UK MIFIR product governance / Professional investors and ECPs only target market – Solely for the purposes of each manufacturer’s product approval process, the target market assessment in respect of the Bonds has led to the conclusion that: (i) the target market for the Bonds is only eligible counterparties, as defined in the FCA Handbook Conduct of Business Sourcebook  and professional clients, as defined in Regulation (EU) No 600/2014 as it forms part of domestic law by virtue of the European Union (Withdrawal) Act 2018 ("UK MIFIR"); and (ii) all channels for distribution of the Bonds to eligible counterparties and professional clients are appropriate. Any person subsequently offering, selling or recommending the Bonds (a “distributor”) should take into consideration the manufacturers’ target market assessment; however, a distributor subject to FCA Handbook Product Intervention and Product Governance Sourcebook is responsible for undertaking its own target market assessment in respect of the Bonds (by either adopting or refining the manufacturers’ target market assessment) and determining appropriate distribution channels.

 

France

The Bonds and the Shares have not been and will not be offered or sold or cause to be offered or sold, directly or indirectly, to the public in France other than to qualified investors.
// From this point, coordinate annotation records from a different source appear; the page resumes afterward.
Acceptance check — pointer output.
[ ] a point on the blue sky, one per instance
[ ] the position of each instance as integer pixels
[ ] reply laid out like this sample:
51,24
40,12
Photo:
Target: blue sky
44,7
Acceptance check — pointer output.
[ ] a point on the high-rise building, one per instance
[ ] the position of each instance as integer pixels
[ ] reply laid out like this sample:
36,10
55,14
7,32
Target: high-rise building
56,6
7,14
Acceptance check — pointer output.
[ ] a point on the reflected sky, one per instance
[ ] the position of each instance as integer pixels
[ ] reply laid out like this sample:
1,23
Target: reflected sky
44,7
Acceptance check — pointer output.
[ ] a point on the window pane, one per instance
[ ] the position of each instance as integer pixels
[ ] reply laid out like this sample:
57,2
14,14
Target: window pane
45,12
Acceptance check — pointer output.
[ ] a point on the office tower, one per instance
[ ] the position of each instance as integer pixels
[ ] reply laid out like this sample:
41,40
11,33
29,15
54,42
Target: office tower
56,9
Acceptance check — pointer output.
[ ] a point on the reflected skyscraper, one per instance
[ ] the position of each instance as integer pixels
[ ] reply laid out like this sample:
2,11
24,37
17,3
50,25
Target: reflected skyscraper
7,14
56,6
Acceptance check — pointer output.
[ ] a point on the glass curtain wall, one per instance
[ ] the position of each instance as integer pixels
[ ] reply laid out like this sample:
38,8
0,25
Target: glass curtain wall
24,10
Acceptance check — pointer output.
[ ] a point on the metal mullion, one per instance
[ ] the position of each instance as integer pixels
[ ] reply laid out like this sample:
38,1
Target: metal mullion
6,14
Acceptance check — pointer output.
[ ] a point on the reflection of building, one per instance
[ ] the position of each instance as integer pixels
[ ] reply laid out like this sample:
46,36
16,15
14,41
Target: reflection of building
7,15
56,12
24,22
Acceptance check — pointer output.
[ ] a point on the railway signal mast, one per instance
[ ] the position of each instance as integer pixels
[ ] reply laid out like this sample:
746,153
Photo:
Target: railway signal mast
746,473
Any offer or sale of the Bonds or the Shares and distribution of any offering material relating to the Bonds or the Equity Placement have been and will be made in France only to qualified investors (investisseurs qualifiés), as defined in article 2 point (e) of the Prospectus Regulation, and in accordance with Article L.411-2 1° of the French monetary and financial code (Code monétaire et financier).

 

United Kingdom

This press release is addressed and directed only (i) to persons located outside the United Kingdom, (ii) to investment professionals as defined in Article 19(5) of the Financial Services and Markets Act 2000 (Financial Promotion) Order 2005, as amended (the “Order”), (iii) to high net worth companies, and other persons to whom it may lawfully be communicated, falling within by Article 49(2) (a) to (d) of the Order (the persons mentioned in paragraphs (i), (ii) and (iii) all deemed relevant persons (the “Relevant Persons”)). The Bonds and, as the case may be, the shares to be delivered upon exercise of the conversion rights (the “Financial Instruments”), are intended only for Relevant Persons and any invitation, offer or agreement related to the subscription, tender, or acquisition of the Financial Instruments may be addressed and/or concluded only with Relevant Persons. All persons other than Relevant Persons must abstain from using or relying on this document and all information contained therein.

 

This press release is not a prospectus which has been approved by the Financial Conduct Authority or any other United Kingdom regulatory authority for the purposes of Section 85 of the Financial Services and Markets Act 2000.

 

United States of America

This press release may not be released, published or distributed in or into the United States. The Bonds and the Shares described in this press release have not been, and will not be, registered under the U.S. Securities Act of 1933, as amended (the “Securities Act”), or the securities laws of any state of the United States, and such securities may not be offered, sold, pledged or otherwise transferred in the United States absent registration under the Securities Act or pursuant to an available exemption from, or in a transaction not subject to, the registration requirements thereof and applicable state or local securities laws. The securities of ENGIE have not been and will not be registered under the Securities Act and ENGIE does not intend to make a public offer of its securities in the United States. Terms used in this paragraph have the meanings given to them by Regulation S under the Securities Act.

 

Australia, Canada and Japan

The Bonds and the Shares may not and will not be offered, sold or purchased in Australia, Canada or Japan. The information contained in this press release does not constitute an offer of securities for sale in Australia, Canada or Japan.

The distribution of this press release in certain countries may constitute a breach of applicable law.